Mastering Random Sampling in R with the sample() Function

code
rtip
operations
Author

Steven P. Sanderson II, MPH

Published

March 12, 2024

Introduction

The sample() function in R is a powerful tool that allows you to generate random samples from a given dataset or vector. It’s an essential function for tasks such as data analysis, Monte Carlo simulations, and randomized experiments. In this blog post, we’ll explore the sample() function in detail and provide examples to help you understand how to use it effectively.

Understanding the sample() Function

The sample() function in R has the following syntax:

sample(x, size, replace = FALSE, prob = NULL)
  • x: This is the vector or data structure from which you want to draw the sample.
  • size: This specifies the number of elements you want to sample from x.
  • replace: This is a logical argument that determines whether sampling should be done with replacement (TRUE) or without replacement (FALSE). The default value is FALSE.
  • prob: This is an optional vector of probability weights, allowing you to perform weighted random sampling.

Examples

Simple Random Sampling

Let’s start with a basic example of simple random sampling without replacement:

# Creating a vector
numbers <- 1:10

# Drawing a sample of 5 elements without replacement
sample_without_replacement <- sample(numbers, 5)

This code will generate a random sample of 5 unique elements from the numbers vector. The output might look something like:

print(sample_without_replacement)
[1] 7 8 3 6 1

Sampling with Replacement

Sometimes, you may want to sample with replacement, which means that an element can be selected multiple times. To do this, you can set the replace argument to TRUE:

# Drawing a sample of 5 elements with replacement
sample_with_replacement <- sample(numbers, 5, replace = TRUE)

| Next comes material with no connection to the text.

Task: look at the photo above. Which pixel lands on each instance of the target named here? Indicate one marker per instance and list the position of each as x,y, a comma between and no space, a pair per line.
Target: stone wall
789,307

This code might produce an output like:

print(sample_with_replacement)
[1] 1 3 6 6 2

Notice that the number 2 appears twice in the sample, since we’re sampling with replacement.

Weighted Random Sampling

The prob argument in the sample() function allows you to perform weighted random sampling. This means that elements have different probabilities of being selected based on the provided weights. Here’s an example:

# Creating a vector of weights
weights <- c(0.1, 0.2, 0.3, 0.4)

# Drawing a weighted sample of 3 elements without replacement
weighted_sample <- sample(1:4, 3, replace = FALSE, prob = weights)

In this example, the numbers 1, 2, 3, and 4 have weights of 0.1, 0.2, 0.3, and 0.4, respectively. The output might look like:

print(weighted_sample)
[1] 4 3 2

Notice how the elements with higher weights (4 and 3) are more likely to be selected in the sample.

Your Turn!

Now that you’ve seen several examples of using the sample() function in R, it’s time to put your knowledge to the test! Here are some exercises for you to try:

  1. Generate a random sample of 10 elements from the letters of the English alphabet.
  2. Sample 5 elements with replacement from the vector c(10, 20, 30, 40, 50).
  3. Create a vector of weights and perform weighted random sampling to select 3 elements from the vector c("apple", "banana", "orange", "grape").

Feel free to experiment with different combinations of arguments and datasets to solidify your understanding of the sample() function. Happy sampling!